Con el último cohete de los fuegos artificiales con que se cierra la Feria se desvaneció también una de las semanas más duras y difíciles –y mira que van unas cuantas, ya- desde el punto de vista económico. Si la realidad es descarnada (desempleo desbocado, economía en recesión, riesgo país escalando frente al bono alemán, degradación de la solvencia del Estado, la Bolsa por los suelos de 2009, los bancos necesitados de más capitalización, copago sanitario y aumento de las tasas universitarias), la previsión futura es aún más descorazonadora. Se acabó lo que se daba. Con toda seguridad, el lector no volverá a conocer el mundo tal como ha sido hasta ahora: todo etá en revisión o, más bien, en almoneda.
Después de una semana de fiesta (que habrá quien prolongue con el puente del Primero de Mayo), Sevilla emerge a la dura realidad de un país arruinado en lo económico, arrasado en lo social y estupefacto en lo político. Por mucho que haya intentado abstraerse de la situación durante el extenso ciclo de sus fiestas primaverales, la ciudad está experimentando los efectos de la crisis en el turismo, como atestigua la baja ocupación hotelera durante la recién terminada Feria de Abril. No está el país para festejos.
Probablemente sea ahora cuando el sevillano medio tome conciencia de la dramática situación a la que nos enfrentamos. Sevilla, como capital de Andalucía, ha estado distraída primero con el juego de las elecciones (¡desde hace un año!) y luego con las dos grandes celebraciones de cada primavera. De la cita electoral de noviembre saltamos a la de marzo y de ahí, apenas una semana después, a la Semana Santa. A continuación, el vigésimo aniversario de la Expo92 dio paso a la Feria, que últimamente no se sabe muy bien cuándo empieza ni cuando acaba. Pero ya resulta imposible no ver la ruina que está ante los ojos: es tan evidente que salta a la vista.

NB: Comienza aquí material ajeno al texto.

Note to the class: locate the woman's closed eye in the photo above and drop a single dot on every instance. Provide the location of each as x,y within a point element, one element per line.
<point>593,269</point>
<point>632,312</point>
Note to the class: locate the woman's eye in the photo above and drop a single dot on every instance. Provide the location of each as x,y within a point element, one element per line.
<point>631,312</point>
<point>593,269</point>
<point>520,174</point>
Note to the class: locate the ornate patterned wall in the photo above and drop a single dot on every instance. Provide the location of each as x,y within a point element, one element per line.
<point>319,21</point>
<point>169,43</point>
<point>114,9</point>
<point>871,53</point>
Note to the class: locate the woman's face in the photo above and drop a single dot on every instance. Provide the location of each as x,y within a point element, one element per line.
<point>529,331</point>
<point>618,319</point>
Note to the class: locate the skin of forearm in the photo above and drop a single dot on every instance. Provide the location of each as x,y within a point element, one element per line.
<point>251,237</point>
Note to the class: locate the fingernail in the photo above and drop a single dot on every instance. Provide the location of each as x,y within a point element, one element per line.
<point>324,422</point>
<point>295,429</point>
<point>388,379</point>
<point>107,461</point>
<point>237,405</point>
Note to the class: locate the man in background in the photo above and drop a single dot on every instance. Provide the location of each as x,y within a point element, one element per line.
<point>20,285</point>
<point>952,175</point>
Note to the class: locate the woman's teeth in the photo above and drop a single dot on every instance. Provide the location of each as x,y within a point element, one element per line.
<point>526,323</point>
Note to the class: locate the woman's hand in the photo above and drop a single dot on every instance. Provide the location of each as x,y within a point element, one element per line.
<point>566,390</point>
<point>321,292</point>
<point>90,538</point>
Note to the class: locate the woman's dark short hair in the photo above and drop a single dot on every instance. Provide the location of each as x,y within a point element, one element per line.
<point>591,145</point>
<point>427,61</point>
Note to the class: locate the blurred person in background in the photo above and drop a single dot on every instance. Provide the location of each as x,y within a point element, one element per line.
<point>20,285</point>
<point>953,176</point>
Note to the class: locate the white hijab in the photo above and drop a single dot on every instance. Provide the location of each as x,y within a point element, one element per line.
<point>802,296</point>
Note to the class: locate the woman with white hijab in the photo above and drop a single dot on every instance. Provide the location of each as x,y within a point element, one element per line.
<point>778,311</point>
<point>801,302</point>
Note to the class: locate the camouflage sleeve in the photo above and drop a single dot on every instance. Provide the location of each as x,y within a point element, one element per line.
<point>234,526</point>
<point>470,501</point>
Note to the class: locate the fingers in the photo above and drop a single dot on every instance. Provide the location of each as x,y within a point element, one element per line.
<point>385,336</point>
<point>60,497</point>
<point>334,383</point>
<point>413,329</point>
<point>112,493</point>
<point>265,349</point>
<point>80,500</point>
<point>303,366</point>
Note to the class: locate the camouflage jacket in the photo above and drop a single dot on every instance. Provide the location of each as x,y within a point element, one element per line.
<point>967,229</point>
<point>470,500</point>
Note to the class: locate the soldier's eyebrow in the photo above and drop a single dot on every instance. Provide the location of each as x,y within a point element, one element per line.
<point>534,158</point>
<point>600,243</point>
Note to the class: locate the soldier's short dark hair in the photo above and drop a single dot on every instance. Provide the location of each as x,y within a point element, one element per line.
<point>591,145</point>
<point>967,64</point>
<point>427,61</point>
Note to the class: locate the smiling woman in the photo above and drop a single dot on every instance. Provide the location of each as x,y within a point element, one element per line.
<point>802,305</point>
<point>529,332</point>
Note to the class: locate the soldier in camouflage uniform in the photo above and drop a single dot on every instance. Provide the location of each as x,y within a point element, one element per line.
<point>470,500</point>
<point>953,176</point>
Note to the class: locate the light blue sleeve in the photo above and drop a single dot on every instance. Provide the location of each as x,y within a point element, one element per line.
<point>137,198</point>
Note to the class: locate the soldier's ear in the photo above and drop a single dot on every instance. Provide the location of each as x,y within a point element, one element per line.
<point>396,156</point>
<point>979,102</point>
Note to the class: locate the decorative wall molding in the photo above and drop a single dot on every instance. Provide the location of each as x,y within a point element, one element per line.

Pasado el tiempo de la celebración y de la fingida alegría, es ahora cuando la ciudad se da de bruces con la cruda realidad que la rodea. La mayoría de las conversaciones privadas en las casetas han girado estos días en torno a la crisis: de qué otra cosa iban a charlar quienes ven peligrar sus empleos, quienes ven agotarse los subsidios, quienes ven acercarse la prejubilación o cualquier otra forma de extinción de su contrato, quienes intuyen el repliegue de sus empresas, quienes se ven asfixiados entre los sueldos menguantes y los arbitrios crecientes, quienes barruntan la proximidad de un expediente de regulación de empleo o quienes están desesperados en el abismo del desempleo.

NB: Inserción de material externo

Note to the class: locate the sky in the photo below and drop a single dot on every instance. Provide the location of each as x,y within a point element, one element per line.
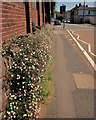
<point>70,5</point>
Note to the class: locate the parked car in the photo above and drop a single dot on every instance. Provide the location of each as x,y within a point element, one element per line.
<point>57,22</point>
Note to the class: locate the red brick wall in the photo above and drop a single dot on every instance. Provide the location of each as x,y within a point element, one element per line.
<point>13,20</point>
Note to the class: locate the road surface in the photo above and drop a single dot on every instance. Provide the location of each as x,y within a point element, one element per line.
<point>74,95</point>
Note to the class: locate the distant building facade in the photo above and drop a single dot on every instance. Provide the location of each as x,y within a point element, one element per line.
<point>83,14</point>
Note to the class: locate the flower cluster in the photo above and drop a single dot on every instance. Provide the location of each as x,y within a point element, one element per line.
<point>30,55</point>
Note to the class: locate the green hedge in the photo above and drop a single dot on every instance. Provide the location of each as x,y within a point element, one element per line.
<point>29,57</point>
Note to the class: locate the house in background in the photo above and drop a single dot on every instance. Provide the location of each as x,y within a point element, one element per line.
<point>83,14</point>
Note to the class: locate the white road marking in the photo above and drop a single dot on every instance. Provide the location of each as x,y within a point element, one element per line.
<point>84,51</point>
<point>89,46</point>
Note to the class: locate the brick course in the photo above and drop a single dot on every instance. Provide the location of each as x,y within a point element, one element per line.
<point>14,21</point>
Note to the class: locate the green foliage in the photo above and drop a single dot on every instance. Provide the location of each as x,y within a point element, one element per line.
<point>30,56</point>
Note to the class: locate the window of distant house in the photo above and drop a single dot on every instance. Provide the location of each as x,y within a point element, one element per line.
<point>33,5</point>
<point>89,12</point>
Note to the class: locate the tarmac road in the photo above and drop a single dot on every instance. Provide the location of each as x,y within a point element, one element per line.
<point>74,95</point>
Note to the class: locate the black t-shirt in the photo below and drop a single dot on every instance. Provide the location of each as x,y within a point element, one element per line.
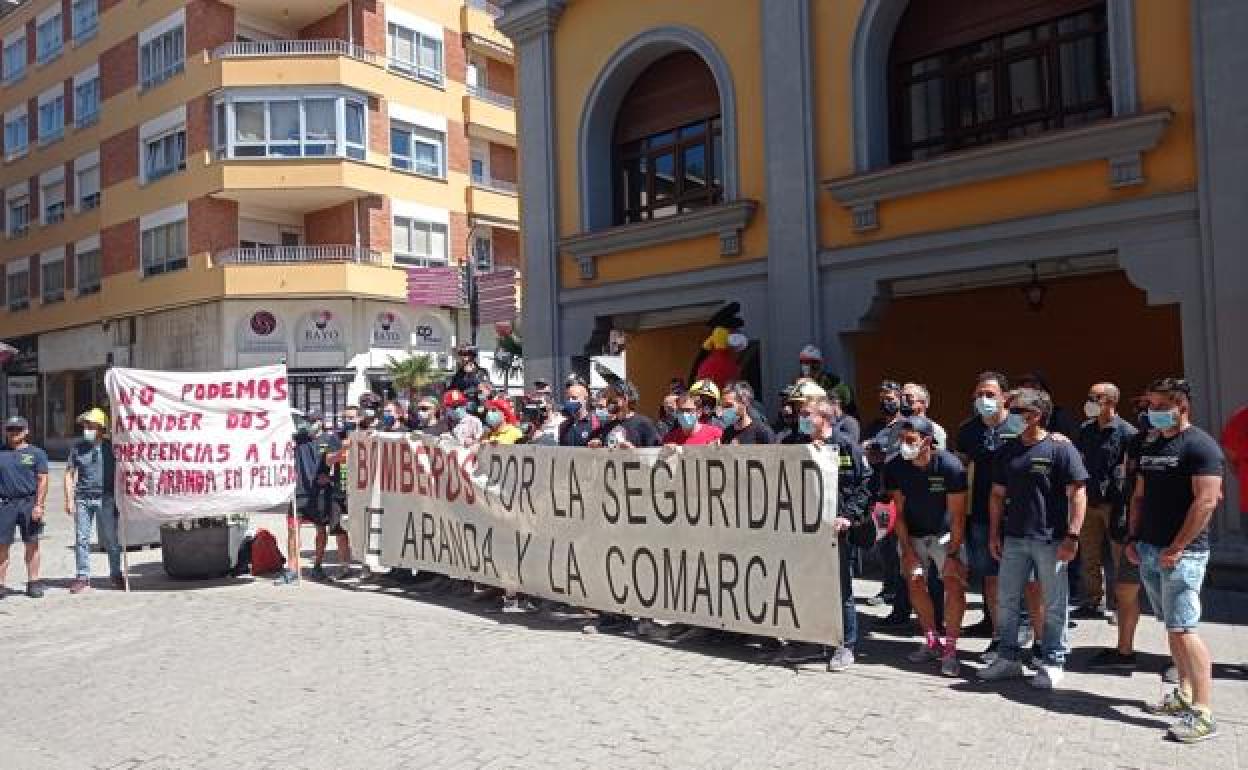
<point>1105,451</point>
<point>925,507</point>
<point>637,429</point>
<point>980,444</point>
<point>1167,466</point>
<point>1035,478</point>
<point>755,433</point>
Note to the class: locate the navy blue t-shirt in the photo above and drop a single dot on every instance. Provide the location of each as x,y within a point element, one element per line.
<point>1035,478</point>
<point>20,471</point>
<point>925,507</point>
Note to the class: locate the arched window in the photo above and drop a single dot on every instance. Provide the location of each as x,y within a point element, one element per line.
<point>668,141</point>
<point>966,73</point>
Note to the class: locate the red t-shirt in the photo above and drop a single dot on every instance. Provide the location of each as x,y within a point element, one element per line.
<point>703,434</point>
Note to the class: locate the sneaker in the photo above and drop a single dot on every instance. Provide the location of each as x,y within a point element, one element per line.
<point>924,653</point>
<point>1047,677</point>
<point>1194,726</point>
<point>841,659</point>
<point>1174,704</point>
<point>1112,659</point>
<point>1001,669</point>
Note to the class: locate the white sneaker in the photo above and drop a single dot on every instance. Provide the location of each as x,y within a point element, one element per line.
<point>1001,669</point>
<point>1047,677</point>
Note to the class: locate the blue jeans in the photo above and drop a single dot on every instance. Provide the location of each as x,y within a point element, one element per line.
<point>105,516</point>
<point>1020,559</point>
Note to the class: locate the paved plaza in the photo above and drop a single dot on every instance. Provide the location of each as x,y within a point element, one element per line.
<point>246,674</point>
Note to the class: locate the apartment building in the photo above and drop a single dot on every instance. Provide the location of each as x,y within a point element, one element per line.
<point>206,184</point>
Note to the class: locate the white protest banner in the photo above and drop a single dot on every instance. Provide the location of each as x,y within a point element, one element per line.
<point>201,443</point>
<point>738,538</point>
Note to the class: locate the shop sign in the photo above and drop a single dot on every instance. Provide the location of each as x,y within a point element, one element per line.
<point>429,336</point>
<point>261,332</point>
<point>390,331</point>
<point>321,332</point>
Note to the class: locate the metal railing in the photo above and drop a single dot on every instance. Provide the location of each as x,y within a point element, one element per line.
<point>494,97</point>
<point>296,255</point>
<point>296,48</point>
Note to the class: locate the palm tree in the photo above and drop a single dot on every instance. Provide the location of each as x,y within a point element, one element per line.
<point>414,373</point>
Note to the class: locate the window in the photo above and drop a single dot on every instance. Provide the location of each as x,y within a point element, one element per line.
<point>87,271</point>
<point>308,126</point>
<point>416,54</point>
<point>164,248</point>
<point>51,280</point>
<point>19,216</point>
<point>165,155</point>
<point>1018,82</point>
<point>416,149</point>
<point>161,58</point>
<point>48,39</point>
<point>419,243</point>
<point>51,197</point>
<point>51,120</point>
<point>86,185</point>
<point>86,19</point>
<point>86,102</point>
<point>668,146</point>
<point>16,135</point>
<point>15,60</point>
<point>19,290</point>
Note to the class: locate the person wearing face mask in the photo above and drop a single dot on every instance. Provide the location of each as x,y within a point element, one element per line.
<point>740,424</point>
<point>1037,507</point>
<point>692,431</point>
<point>927,484</point>
<point>1179,486</point>
<point>501,423</point>
<point>1102,441</point>
<point>464,427</point>
<point>976,444</point>
<point>579,421</point>
<point>815,427</point>
<point>89,497</point>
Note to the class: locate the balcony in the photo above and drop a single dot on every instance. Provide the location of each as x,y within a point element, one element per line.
<point>298,255</point>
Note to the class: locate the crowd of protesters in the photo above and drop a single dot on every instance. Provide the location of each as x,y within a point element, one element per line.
<point>1041,513</point>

La ciudad alegre y confiada que se exhibe cada primavera para orgullo de sus vecinos y envidia de cuantos la visitan esconde otra ciudad de penuria y escasez donde no hay paliativo alguno para tanta ruina como la rodea. Ni la Feria –habitual válvula de escape con su numerosa oferta de trabajos de baja cualificación- ha supuesto un alivio temporal para miles de familias con todos sus miembros en el paro. No hay trabajo, no hay ingresos, no hay salida. Tampoco hay Feria, claro, porque el gregarismo voluntarista de las clases populares se perdió hace casi tanto como los corrales en los que la celebración cobraba cuerpo.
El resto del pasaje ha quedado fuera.